His partner of 24 years, Karen Librandi, 64, has been coming here since she was a little girl; she guesses she's paid her admission and wandered through the exhibits about a dozen times. Librandi likes the pace the museum encourages, likes to take her time and quietly soak in what's on display. But she suspects that that approach is a little antiquated these days.
"I think people are looking for things that more jump out and grab you," she says. "Our children are too busy with things on computers and the Internet. Things like this don't grab their attention."
Gentzler says he might stop by the auction, maybe see about picking up a piece or two to help him remember the old place. But not Librandi. "I don't want to see that," she says quietly.
Like most visitors, the couple take a few minutes to look at a special exhibit just beyond the doorway leading in from the gift shop.
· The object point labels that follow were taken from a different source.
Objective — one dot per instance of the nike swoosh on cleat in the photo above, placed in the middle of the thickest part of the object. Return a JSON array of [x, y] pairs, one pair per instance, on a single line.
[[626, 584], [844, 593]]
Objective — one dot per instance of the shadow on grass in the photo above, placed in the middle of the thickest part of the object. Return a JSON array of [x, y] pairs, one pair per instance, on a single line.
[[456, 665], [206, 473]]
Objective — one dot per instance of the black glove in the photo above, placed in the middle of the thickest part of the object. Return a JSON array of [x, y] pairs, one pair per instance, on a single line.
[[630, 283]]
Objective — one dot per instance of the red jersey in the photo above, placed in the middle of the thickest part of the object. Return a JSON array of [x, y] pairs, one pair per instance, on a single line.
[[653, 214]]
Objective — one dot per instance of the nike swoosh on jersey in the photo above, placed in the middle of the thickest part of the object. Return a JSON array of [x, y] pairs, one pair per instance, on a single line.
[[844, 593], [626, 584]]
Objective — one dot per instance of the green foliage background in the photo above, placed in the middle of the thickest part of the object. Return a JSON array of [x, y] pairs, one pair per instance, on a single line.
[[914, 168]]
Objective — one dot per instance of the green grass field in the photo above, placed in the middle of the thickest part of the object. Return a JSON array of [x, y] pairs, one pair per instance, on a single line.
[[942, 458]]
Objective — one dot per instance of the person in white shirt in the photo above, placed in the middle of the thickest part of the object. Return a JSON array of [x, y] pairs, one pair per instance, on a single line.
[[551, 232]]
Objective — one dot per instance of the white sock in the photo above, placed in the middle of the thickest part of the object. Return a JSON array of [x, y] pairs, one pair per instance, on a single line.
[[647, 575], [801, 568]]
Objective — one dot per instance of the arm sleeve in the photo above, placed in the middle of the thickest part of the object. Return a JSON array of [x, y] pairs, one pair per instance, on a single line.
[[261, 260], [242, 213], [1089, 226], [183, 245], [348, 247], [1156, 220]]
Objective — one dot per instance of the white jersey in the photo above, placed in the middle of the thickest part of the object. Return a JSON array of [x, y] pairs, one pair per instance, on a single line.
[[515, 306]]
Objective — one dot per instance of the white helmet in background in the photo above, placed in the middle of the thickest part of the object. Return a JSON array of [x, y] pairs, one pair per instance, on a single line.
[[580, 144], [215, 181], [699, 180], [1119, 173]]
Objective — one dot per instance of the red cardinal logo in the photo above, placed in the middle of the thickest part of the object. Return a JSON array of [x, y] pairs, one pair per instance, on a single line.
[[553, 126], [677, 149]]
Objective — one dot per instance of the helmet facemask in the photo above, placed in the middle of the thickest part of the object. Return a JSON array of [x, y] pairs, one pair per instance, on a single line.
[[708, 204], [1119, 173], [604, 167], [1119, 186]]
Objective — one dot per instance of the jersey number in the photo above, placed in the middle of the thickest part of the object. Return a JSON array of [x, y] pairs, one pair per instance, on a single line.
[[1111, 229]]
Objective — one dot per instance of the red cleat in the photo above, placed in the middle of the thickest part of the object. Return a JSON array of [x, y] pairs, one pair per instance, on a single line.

On a shelf are about three dozen carved figures from the days when this building housed what was known as Charley Weaver's Museum, a showcase for the carved figures Arquette painstakingly crafted.
Arquette, who died in 1974, was a well-known comic in his day. His Charley Weaver character, a down-home country type who delighted in telling tales of his hometown of Mount Idy and reading his "Letters from Mamma," was a staple on talk and variety shows throughout the '60s and early '70s. He was a regular on the original "Hollywood Squares."
Arquette also helped establish a Hollywood dynasty. His grandchildren include actors Alexis, David, Patricia, Rosanna and Richmond Arquette.
"I do remember the museum," Rosanna Arquette writes in an email. "I know that my grandfather believed that he was the reincarnation of a Confederate soldier, but his politics in this lifetime were vastly different from that time. … He was very obsessed with his paintings and drawings. It was as if he needed to remember.
"I remember going there once and taking a picture with my grandfather."
And like many who enjoyed her grandfather's work, Arquette's reaction to the news of the Soldier's Museum's demise is simple and heartfelt.
"It's sad that they are closing it," she says.